На ночлег мы остановились в каком-то захудалом дорожном лагере. В его столовой этапникам выдали по миске баланды, а затем отвели на ночлег в заброшенный барак с грязными, полуразвалившимися нарами. Барак не отапливался, даже печка в нем была поломана, а ночи стояли еще холодные. Спастись от холода на голых нарах можно было только попарно, объединив наше внутреннее тепло и лагерное обмундирование. Нас с Кравцовым объединила в такую пару на эту ночь сама судьба, хотя я и не сказал бы, что очень хотел этого. Я проникся к нему и уважением, и симпатией, но это не значило, что я мог чувствовать удовольствие от лежания с этим человеком под одним бушлатом. Надо же было так случиться, что наши пути сошлись так тесно во времени и пространстве! Правда, на коротком их участке и почти безо всякой вероятности повторения в будущем.
Сколько бы я ни гнал от себя мысль, что ни в чем не виноват перед Кравцовым, какое-то подспудное ощущение вины меня не оставляло. И вызывало если не антипатию, как вчера на пересылке, то активное нежелание быть с ним слишком близко. Тем более что я почти не сомневался, что старик заведет тягостный для меня разговор о своей жене, как только рядом не окажется посторонних. О многом, что могло его интересовать, он явно не хотел при них говорить. Я же предпочел бы присутствие этих посторонних, так как тогда мне было бы легче оправдать перед собой необходимость кое о чем умолчать, а иногда и просто соврать. Нигде человек не склонен так часто прибегать к страусиной практике, как в спорах с самим собой. Не то чтобы я был таким уже принципиальным поборником абсолютной правдивости. Но я знал, что даже «ложь во спасение», если Кравцов будет меня допрашивать о подробностях жизни своей жены, будет для меня отягощена ощущениями кошки, которая знает, чье сало съела. Я сердился на себя за такое вульгарное сравнение: ну какая же я кошка, а жена этого старика — сало? Но в том-то и сила большинства подсознательных ощущений, что они — алогичны.
Я и Кравцов лежали рядом, прижимаясь друг к другу спинами, единственная пара, расположившаяся на нижних нарах. Все остальные, даже калека с инвалидки, взгромоздились на верхний ярус. Подняли бы мы на этот ярус и безногого старика, но он заявил, что из-за большего на один градус тепла делать этого не стоит. Нетрудно было догадаться, что таким способом Кравцов хочет избавиться от соседей. Надежды, что сегодняшняя ночь обойдется без тягостного для меня разговора, больше не оставалось. Подавив вздох, я по-братски поделился с мужем женщины, с которой был близок, местом на своем бушлате, разостланном на шершавых досках.

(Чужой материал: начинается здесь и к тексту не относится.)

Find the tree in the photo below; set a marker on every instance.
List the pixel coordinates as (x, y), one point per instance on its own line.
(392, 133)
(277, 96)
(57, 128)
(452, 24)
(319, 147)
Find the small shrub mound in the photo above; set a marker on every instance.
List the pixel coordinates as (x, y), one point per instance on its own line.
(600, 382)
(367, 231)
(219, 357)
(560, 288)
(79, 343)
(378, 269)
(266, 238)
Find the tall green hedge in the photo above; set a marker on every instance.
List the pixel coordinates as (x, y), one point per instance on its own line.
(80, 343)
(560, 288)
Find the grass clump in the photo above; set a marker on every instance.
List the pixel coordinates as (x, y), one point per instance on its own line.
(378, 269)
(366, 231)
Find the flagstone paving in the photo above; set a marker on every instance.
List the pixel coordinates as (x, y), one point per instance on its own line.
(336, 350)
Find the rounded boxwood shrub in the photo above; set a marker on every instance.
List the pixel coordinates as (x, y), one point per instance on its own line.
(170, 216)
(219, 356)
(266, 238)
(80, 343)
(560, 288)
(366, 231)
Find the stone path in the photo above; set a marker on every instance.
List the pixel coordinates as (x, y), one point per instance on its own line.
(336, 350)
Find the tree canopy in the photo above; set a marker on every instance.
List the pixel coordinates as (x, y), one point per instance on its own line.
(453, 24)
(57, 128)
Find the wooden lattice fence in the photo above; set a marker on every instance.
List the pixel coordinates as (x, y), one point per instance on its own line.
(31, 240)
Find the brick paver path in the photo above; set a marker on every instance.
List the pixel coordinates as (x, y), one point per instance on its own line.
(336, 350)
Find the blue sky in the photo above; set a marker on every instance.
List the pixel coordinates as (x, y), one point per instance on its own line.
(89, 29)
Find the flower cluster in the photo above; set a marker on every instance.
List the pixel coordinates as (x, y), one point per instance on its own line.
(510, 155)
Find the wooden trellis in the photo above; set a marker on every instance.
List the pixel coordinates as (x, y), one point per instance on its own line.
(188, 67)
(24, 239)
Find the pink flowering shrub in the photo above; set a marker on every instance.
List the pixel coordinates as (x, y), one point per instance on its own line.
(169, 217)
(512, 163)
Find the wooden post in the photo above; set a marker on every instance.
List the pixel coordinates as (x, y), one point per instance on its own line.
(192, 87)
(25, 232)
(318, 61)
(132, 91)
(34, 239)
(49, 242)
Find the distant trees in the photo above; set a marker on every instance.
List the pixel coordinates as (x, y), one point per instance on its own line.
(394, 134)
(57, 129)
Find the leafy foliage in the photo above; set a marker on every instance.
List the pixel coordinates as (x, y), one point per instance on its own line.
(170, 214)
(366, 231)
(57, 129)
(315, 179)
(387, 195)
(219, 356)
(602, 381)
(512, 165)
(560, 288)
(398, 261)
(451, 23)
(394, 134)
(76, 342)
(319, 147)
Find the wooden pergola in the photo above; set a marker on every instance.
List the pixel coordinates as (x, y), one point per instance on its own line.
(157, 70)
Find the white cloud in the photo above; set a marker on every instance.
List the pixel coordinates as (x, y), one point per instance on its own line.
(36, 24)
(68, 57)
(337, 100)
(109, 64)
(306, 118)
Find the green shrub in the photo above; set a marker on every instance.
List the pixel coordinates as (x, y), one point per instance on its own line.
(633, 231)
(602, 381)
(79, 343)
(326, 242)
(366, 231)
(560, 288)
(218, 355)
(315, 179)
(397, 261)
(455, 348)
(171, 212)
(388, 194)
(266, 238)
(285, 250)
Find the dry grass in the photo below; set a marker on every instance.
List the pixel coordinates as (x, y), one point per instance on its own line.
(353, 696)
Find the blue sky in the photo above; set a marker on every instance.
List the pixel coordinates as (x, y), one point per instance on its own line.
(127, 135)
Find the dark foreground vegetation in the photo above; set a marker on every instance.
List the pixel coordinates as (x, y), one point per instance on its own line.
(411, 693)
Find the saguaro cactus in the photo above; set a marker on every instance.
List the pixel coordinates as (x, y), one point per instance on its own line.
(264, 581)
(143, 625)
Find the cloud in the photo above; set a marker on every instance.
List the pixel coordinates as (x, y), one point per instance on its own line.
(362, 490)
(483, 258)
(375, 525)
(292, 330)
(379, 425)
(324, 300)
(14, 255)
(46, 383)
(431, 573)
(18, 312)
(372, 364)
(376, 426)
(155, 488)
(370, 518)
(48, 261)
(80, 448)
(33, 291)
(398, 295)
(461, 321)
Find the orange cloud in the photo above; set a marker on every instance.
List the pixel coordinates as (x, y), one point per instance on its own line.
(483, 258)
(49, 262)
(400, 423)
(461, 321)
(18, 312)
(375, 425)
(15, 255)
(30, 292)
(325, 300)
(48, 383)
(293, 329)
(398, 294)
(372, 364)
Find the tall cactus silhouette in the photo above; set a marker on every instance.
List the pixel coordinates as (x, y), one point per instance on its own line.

Мой сосед долго не начинал разговора, которого я ждал с чувством унылой неизбежности. Время от времени он поднимал голову, прислушиваясь к храпу и сопению наверху. Когда эти звуки стали сплошными, он спросил вполголоса:
— Вы не спите?
На секунду во мне промелькнуло подленькое желание прикинуться спящим. Будить уснувшего воспитанный человек, конечно, не стал бы, а завтра на людях все было бы для меня проще. Для меня, но не для него. И я ответил, что нет, не сплю. И даже повернулся к нему лицом. Слушать затылком было бы невежливо.
— Насколько я мог заметить, — сказал Кравцов, — вы были хорошо знакомы с моей женой.
Я ответил, что да, нам приходилось часто беседовать при встречах на полях и в лагерной зоне. Интеллигентные люди в лагере всегда тянутся друг к другу.
— Скажите, — он приподнялся на локте и понизил голос почти до шепота, — она вспоминала когда-нибудь обо мне?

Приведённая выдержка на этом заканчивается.